Do You Need a Frontier Model as a Citation Verifier? Benchmarking Rubric LLMs for Deep-Research Source Attribution

Abstract

Reinforcement learning increasingly relies on an LLM judge to score each rubric criterion, and that judge acts as the reward model during training. Before such a signal can be trusted, we need to know how capable the judge must be and how biased it is. We study this calibration question for citation quality in deep-research systems, where a search-grounded LLM must support each claim it writes with a cited source. Citation quality is a structured rubric task in which each attribution-citation pair is judged along two dimensions that require an LLM, source relevance and factual support. On an adversarial long-form benchmark, we score 8 off-the-shelf LLM judges from 3 model families against gold labels over 1,248 rubric decisions, all of which were human-reviewed and 378 of which were hard cases adjudicated from judge disagreements. Cheaper judges remain competitive across both dimensions, with GPT-5-mini attaining the strongest source-relevance pass-class F1 at 0.908 (κ=0.636), while on factual support the judges are statistically indistinguishable (overlapping confidence intervals), so no single model dominates.
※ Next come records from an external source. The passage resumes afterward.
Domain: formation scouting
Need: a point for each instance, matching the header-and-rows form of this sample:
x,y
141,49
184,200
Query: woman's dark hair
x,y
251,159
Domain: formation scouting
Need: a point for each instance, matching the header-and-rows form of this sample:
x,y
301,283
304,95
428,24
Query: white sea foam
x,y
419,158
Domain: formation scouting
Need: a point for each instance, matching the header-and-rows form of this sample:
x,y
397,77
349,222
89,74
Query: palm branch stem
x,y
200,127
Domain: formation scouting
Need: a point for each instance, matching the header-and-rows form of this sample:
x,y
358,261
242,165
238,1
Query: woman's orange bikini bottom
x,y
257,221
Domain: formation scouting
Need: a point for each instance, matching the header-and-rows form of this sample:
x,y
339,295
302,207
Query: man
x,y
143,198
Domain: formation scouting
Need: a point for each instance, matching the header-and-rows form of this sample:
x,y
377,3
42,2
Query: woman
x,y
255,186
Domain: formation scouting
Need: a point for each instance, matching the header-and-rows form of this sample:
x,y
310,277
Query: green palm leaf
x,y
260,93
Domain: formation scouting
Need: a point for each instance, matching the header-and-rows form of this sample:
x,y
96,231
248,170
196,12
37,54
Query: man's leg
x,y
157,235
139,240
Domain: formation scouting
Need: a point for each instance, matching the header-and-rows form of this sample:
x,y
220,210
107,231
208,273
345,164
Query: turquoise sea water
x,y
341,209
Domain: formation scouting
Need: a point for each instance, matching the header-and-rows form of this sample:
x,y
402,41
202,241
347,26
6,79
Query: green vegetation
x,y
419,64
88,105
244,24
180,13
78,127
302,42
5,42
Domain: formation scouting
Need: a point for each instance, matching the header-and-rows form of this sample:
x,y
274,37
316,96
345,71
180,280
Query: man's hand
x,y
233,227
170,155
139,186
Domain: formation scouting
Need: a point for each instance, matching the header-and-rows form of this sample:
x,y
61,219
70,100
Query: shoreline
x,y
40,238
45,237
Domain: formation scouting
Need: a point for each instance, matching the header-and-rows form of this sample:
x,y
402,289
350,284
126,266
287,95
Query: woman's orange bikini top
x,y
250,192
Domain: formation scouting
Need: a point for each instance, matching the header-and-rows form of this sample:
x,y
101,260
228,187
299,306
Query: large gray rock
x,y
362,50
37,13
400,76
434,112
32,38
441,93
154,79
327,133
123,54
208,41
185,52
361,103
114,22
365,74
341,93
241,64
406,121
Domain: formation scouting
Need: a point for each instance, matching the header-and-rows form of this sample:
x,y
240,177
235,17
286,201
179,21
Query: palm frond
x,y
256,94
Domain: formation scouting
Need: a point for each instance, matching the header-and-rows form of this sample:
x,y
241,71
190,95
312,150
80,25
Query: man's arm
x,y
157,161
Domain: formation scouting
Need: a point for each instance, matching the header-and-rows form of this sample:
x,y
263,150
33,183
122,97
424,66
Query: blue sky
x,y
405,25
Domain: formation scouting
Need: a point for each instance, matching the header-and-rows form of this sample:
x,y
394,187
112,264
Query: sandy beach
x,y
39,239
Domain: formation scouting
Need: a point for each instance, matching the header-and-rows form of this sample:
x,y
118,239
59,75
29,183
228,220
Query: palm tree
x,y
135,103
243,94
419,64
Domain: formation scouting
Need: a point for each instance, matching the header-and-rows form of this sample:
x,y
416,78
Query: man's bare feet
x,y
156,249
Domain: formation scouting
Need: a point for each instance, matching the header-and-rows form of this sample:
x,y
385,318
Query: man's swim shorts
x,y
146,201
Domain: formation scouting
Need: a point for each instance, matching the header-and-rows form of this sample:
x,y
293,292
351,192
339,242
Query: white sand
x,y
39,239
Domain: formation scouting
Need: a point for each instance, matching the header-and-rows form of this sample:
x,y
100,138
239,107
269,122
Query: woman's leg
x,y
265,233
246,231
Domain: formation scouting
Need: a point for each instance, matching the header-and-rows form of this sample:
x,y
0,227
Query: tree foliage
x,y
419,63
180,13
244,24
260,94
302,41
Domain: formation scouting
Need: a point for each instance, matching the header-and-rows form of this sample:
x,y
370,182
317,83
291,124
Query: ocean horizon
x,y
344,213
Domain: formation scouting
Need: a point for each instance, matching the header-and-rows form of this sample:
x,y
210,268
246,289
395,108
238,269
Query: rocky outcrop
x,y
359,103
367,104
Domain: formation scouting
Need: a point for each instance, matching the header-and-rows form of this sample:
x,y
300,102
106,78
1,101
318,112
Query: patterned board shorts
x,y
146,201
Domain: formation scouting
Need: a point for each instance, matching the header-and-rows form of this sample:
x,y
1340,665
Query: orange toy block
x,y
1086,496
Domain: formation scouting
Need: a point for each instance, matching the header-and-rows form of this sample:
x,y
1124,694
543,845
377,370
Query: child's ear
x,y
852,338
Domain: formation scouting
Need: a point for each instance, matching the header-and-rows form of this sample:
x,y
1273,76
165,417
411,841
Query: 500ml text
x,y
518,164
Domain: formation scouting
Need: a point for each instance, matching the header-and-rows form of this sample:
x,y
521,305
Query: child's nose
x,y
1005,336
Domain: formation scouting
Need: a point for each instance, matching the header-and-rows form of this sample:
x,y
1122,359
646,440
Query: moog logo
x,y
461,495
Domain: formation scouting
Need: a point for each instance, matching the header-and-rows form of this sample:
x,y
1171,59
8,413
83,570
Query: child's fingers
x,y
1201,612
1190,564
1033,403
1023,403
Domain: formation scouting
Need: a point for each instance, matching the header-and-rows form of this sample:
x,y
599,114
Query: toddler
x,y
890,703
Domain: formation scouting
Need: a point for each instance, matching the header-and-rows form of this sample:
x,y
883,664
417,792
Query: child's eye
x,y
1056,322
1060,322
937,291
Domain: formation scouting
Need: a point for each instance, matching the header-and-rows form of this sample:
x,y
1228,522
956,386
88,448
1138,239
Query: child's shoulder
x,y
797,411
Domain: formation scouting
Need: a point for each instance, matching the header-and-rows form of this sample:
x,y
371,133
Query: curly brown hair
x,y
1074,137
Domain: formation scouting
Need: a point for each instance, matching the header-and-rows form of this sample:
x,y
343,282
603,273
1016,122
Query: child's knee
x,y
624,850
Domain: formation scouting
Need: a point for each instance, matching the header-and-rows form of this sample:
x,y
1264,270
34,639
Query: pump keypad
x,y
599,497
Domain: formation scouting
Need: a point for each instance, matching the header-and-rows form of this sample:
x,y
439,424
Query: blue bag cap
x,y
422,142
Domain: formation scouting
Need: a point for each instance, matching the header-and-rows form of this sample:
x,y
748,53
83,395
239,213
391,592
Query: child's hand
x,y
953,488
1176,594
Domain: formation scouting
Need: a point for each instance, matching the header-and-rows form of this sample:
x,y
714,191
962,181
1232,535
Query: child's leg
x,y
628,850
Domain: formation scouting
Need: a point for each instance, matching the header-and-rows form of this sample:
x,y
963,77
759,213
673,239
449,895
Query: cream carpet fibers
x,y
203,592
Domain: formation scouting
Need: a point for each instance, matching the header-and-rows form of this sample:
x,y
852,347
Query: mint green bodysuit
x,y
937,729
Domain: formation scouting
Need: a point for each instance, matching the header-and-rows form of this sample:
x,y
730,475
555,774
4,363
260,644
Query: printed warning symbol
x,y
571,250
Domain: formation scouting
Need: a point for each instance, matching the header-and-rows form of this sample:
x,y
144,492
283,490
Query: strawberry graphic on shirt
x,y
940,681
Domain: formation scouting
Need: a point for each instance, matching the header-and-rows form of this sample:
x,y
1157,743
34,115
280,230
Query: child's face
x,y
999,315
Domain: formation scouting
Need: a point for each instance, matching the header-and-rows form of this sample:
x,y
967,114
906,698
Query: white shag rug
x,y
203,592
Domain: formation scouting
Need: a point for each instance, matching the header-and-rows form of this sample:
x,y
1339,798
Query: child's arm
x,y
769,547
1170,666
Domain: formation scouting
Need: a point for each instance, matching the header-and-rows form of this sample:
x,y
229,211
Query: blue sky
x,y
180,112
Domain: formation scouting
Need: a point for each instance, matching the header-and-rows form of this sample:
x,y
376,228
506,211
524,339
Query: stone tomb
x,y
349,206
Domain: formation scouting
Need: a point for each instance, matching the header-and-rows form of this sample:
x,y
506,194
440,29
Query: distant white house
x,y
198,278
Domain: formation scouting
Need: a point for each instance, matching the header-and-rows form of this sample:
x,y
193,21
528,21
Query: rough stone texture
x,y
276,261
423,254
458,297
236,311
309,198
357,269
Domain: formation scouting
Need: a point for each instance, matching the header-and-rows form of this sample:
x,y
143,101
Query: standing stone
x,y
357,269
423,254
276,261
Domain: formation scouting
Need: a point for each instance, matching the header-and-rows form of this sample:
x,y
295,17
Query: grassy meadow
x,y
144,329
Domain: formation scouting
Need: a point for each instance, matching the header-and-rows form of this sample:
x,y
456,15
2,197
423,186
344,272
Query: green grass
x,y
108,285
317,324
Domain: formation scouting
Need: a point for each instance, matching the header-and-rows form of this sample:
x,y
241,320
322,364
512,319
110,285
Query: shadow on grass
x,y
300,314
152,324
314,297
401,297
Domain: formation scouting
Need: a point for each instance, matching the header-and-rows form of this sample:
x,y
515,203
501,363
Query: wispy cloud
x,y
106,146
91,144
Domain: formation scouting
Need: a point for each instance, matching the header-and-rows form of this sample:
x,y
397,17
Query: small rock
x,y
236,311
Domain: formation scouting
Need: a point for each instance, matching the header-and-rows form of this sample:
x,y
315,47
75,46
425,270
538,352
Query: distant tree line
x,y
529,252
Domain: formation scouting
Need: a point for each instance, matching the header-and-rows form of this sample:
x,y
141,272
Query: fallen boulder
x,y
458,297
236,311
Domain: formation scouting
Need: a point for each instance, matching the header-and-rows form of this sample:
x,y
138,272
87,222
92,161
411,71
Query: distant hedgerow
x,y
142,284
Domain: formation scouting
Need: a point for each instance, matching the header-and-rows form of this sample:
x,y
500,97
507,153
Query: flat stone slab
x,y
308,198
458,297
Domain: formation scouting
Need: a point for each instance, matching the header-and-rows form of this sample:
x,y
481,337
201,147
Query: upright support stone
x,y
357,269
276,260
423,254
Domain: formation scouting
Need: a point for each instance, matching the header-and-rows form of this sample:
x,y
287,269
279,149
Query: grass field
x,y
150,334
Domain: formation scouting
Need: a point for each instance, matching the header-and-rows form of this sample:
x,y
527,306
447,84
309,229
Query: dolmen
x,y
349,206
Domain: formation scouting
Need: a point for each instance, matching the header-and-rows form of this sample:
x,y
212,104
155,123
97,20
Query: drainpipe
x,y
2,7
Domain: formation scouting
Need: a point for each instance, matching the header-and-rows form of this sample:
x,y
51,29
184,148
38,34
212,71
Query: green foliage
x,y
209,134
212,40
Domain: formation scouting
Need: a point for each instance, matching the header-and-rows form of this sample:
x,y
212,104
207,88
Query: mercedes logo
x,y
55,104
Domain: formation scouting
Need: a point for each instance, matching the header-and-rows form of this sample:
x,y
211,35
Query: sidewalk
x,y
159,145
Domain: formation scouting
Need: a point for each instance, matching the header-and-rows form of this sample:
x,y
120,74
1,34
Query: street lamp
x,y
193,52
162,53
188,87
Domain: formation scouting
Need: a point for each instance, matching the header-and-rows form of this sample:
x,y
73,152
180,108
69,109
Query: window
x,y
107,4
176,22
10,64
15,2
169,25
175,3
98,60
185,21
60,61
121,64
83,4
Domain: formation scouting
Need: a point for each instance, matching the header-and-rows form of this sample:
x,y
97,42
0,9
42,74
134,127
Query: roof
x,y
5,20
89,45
At comparable F1, the judges still differ substantially in pass-rate drift, false positive rate, and false negative rate. Scalar F1 obscures this directional bias, yet it is exactly what a downstream reinforcement learning loop would reinforce. Calibrating the judge is therefore a prerequisite for using citation rubrics as reward signals, and our results show that this calibration does not require the most expensive available model.